9th May 2018, By Shivash Bhagaloo
Moral hazard for 2-year product?
One of our existing clients for whom we work on quarterly reserving requested us to conduct a monitoring and product development exercise on their Motor portfolio.
We spent considerable time in the data extraction stage given that the format was not as required and the system did not contain a data field critical for pricing one of the new products, that the Company wished to develop. It took some time to explain to the client exactly what type of information was needed for that particular field and to convey that understanding to the IT team that was responsible for the extraction. We ended up using a field that was a close proxy to the required one.
One of the products that the client wishes to offer is a 2-year Motor policy where the premium rate for 2 years is determined and guaranteed at the inception of the policy. Hence, we needed to allow for the possibility that moral hazard may result in higher claims since the insureds have the assurance that their premium fixed for two years, when they buy the product.
We were tasked with pricing the Comprehensive and Third Party portfolio of a Saudi client along with writing the report and creating an actuarial pricing tool, within a short time frame, all of which was delivered in due time.
The main challenges we faced was a lack of exposure on the TPL book. Initially we used generalized linear modelling with 9 rating factors, but our results for TPL were inconsistent and volatile, and for that reason we relied on the rates previously recommended with a marginal increase. The Comprehensive book on the other hand had sufficient data and were able to fit 10 and 13 rating factors to the data for the commercial and retail groups respectively. The client was largely satisfied with the initial rates provided. After engaging in discussions with the client we agreed to adjust the relativities for the source of business and car usage after receiving convincing feedback from the underwriter.
We prepared the report and shared with the client, describing the whole process and our findings. Additionally, we updated their existing pricing tool, which the client uses to create quotations for corporate policies involving experience rating.
Ensuring the Accuracy & Clarity of Results
We worked on a statutory Motor pricing exercise for a UAE client with a sizeable Motor portfolio. Given the size of the Company, we expected that the data provided would be of a certain standard, however there were some issues faced, the most notable being the number of claims that did not link to policies. We had to make allowance for this data shortcoming in the pricing work.
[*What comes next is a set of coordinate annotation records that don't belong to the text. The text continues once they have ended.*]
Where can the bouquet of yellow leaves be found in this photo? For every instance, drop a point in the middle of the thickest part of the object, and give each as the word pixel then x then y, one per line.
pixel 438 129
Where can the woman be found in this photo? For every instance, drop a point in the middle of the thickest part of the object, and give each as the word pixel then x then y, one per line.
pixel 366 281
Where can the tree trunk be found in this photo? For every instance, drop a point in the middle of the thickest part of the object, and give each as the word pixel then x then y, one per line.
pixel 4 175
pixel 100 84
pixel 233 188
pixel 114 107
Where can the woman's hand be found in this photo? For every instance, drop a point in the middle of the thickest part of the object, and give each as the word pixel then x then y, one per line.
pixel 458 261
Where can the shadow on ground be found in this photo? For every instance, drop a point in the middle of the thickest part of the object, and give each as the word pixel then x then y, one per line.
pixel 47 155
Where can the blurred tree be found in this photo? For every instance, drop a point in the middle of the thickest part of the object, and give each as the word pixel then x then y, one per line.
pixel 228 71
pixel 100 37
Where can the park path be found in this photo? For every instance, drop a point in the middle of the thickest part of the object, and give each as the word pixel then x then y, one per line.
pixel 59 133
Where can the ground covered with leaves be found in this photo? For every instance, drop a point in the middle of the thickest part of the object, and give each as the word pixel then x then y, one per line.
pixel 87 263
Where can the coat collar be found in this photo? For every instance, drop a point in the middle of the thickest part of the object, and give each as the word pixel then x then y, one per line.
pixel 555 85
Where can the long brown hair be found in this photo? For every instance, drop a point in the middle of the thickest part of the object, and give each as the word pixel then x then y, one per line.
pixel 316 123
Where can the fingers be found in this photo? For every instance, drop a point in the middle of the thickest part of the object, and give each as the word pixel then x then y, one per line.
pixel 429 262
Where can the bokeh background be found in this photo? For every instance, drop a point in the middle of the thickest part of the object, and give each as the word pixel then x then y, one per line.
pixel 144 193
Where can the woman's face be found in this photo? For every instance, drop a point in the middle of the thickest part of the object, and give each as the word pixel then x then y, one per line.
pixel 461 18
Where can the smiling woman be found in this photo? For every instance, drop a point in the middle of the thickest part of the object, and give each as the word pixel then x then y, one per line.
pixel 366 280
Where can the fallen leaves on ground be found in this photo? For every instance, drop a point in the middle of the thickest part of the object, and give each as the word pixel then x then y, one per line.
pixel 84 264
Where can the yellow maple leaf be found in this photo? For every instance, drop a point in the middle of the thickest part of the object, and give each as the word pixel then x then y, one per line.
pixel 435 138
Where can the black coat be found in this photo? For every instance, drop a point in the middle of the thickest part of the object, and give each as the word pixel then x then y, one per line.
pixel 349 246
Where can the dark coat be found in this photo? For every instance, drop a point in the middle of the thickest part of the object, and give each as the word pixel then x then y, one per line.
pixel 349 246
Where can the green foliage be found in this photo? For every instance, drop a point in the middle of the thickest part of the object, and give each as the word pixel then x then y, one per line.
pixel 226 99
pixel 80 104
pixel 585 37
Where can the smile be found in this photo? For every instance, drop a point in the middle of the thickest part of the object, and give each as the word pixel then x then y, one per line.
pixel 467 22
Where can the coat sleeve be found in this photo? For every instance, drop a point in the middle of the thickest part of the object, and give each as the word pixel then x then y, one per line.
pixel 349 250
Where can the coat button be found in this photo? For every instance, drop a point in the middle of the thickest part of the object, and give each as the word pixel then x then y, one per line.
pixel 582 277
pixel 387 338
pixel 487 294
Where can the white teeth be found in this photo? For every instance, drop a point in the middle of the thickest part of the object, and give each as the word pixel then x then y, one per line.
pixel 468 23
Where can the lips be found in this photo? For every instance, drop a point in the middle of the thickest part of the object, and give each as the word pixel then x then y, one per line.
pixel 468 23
As the Company was not familiar with Actuarial practice for pricing, we had to explain the Actuarial terminology, methodology and results to the Company’s management, for them to be able to fully comprehend and use the results. The Company is not yet required to use actuarial pricing, and so they have the luxury of time to consider the pricing structure we designed.
One of the regulatory requirements for all insurers writing Motor business in the Kingdom of Saudi Arabia is to have an actuary price all of their Motor products and submit a report to the regulator, SAMA.
We worked closely the client’s underwriting team to ensure that the pricing structure we were creating matched their risk appetite, and that these prices would both make them competitive and profitable. By exploring the data sharing dashboards with the clients, we were able to identify profitable niches in the market which the Company could target to increase profitability. The biggest challenge was to agree on how to price female drivers entering the market for the first time. We had several discussions and explored benchmarks across the region before reaching our conclusion and pricing structure.
Pricing is a collaborative exercise, since pure technical and actuarial pricing may miss nuance that underwriters may be familiar with.
The Bahrain Insurance Association (BIA) asked us (2015) to perform a review of the compulsory Third Party Liability tariff structure. This tariff structure has been set in place since 1995.
We recommended to the BIA that we review Comprehensive at the same time. This recommendation was accepted and we collected and processed the data for 13 companies – equating to more than 80% of the Bahraini market.